In 1912–1913 together with other artists she painted a number of wall frescos depicting Zealand landscapes at Bispebjerg Hospital, also designed by her father. In 1918, she designed the stained glass windows in the choir of Copenhagen's Luther Church, drawing inspiration from compositions from the Middle Ages. In 1920, she decorated St. Andrew's Church with large wall frescos depicting De hellige tre Konger (The Three Kings) and Kvinderne ved Graven (The Women at the Tomb), also in the style of the Middle Ages.

As a textile artist, she frequently collaborated with Margrete Drejer, aiming for high standards of embroidery. In 1918, together with Drejer and Mary Elisa Havning (1888–1972), she held a special exhibition of paintings and decorative arts including embroidery and weaving. The patterns for Drejer's altar cloths and church textiles were frequently created by Nyborg, often inspired by traditional designs. Some of these works have been preserved in Maribo Cathedral.

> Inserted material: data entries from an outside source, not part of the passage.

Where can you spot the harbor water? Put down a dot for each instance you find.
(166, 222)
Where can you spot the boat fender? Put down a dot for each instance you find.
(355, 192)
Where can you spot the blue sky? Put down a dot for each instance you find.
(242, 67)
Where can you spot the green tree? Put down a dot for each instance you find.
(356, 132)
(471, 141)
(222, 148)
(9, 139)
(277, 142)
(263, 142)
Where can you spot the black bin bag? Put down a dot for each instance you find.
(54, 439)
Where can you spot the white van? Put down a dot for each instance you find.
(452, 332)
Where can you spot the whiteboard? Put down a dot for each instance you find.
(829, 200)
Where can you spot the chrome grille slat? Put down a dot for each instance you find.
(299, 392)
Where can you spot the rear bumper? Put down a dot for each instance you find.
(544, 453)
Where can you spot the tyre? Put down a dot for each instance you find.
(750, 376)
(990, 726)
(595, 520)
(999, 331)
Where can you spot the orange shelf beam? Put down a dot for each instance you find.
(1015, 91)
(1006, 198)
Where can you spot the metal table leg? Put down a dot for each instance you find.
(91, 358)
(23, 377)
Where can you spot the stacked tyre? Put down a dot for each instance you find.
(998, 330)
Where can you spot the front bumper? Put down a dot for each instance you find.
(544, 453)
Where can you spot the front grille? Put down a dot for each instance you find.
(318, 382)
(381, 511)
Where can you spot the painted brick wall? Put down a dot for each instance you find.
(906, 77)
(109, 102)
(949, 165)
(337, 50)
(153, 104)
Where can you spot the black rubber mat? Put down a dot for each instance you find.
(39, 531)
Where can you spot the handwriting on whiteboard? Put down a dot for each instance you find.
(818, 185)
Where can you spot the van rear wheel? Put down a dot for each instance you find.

Nyborg sought to revive interest in older Danish embroidery work, especially cross stitch. In 1930, with support from the New Carlsberg Foundation, she published Danske Mønstre til Syning og Vævning I-II (Danish Sewing and Weaving Patterns), based principally on cross-stitch patterns from northern and western Zealand and from Amager. From 1937 to 1959, Nyrop contributed actively to Dansk Paramenthandel, an organization devoted to ensuring a high level of quality in the use of textile art in churches.

Ernestine Nyrop spent her later life in Ordrup where she died on 30 July 1975.